Come era lo sguardo di Gesù
Dall’incontro con gli occhi della madre all’a tu per tu con Giuda, una mappa del guardare di Cristo
Timothy Verdon
«Tu dagli occhi così puri che non puoi vedere il male e non puoi guardare l’oppressione, perché, vedendo i perfidi, taci…?». Così il profeta Abacuc (1,13) formulava la domanda di ogni credente che vede trionfare il male. Se Dio è onnisciente e onnipotente, se anche Lui vede quanto vediamo noi, perché non reagisce, perché non punisce? La questione teorica dello sguardo divino s’incrocia, cioè, con la realtà sofferta dello sguardo umano, suscitando perplessità. «Perché mi fai vedere l’iniquità» chiede ancora Abacuc «e resti spettatore dell’oppressione?» (Ab 1,3). Dio allora finalmente risponde, dando al profeta «una visione che attesta un termine, [che] parla di una scadenza e non mente», e ammonisce: «Se indugia, attendila, perché certo verrà e non tarderà» (Ab 2,3). Questo atteso termine – questa scadenza verace – fu l’uomo Gesù, in cui Dio smentì per sempre quanti lo ritenevano un mero spettatore. Perché nella passione e morte del suo Figlio, Dio ha affrontato di persona l’iniquità, facendosi carico dell’oppressione subita dagli uomini.

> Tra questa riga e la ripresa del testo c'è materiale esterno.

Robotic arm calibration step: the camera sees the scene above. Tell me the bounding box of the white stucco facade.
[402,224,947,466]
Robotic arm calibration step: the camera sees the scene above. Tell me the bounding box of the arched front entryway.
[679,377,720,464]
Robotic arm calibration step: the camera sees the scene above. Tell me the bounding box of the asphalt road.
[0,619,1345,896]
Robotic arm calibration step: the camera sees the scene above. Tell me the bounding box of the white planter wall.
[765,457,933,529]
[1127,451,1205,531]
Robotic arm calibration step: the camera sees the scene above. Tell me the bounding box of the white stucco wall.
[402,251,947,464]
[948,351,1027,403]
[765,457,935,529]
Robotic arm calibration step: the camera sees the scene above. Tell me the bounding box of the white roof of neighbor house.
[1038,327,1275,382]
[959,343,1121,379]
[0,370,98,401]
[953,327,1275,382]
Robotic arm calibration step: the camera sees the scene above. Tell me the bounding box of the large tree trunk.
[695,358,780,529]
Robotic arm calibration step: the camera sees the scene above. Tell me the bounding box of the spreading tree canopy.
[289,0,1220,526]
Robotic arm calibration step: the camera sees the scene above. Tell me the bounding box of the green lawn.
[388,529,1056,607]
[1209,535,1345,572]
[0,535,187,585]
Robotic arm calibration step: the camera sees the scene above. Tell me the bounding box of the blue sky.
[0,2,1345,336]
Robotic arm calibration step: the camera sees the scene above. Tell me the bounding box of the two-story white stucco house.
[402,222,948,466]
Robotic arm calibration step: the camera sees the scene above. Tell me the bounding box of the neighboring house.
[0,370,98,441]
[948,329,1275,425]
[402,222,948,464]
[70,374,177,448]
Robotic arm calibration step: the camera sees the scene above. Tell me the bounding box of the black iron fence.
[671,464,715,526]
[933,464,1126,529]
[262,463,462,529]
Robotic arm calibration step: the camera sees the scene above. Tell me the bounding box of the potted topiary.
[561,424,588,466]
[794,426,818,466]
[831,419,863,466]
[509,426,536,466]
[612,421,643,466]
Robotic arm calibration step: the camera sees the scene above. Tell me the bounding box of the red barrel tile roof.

Com’era allora lo sguardo di Gesù? Quali messaggi trasmetteva? Che impatto aveva su chi lo incontrava? A questi interrogativi gli artisti hanno risposto in vari modi. Per molti secoli – e ancor oggi nella tradizione orientale – hanno attribuito al Salvatore «gli occhi fiammeggiati come fuoco» di cui parla l’Apocalisse (2,18), immaginando l’implacabile sguardo di «Colui che scruta gli affetti e i pensieri degli uomini» e che li giudica (2,23). Questo è lo sguardo del Pantocratore della tradizione bizantina – il Cristo in mosaico delle cattedrali di Cefalù e Monreale, della Primaziale pisana e del battistero fiorentino. Anche Giotto, quando immagina Gesù che guarda negli occhi di Giuda mentre questi lo tradisce con un bacio, evoca il Dio “dagli occhi così puri” da non poter vedere il male. I due volti di profilo – uno nobile, l’altro vile – e i due sguardi che s’intrecciano, sembrano voler illustrare la risposta di Dio ad Abacuc: «Vedo l’iniquità anch’io, e non solo da spettatore». Il Cristo di Giotto si lascia abbracciare dal male, infatti, fino al punto che, avviluppato dal manto giallastro del Traditore, solo lo sguardo rimane a testimoniare la sua rettitudine.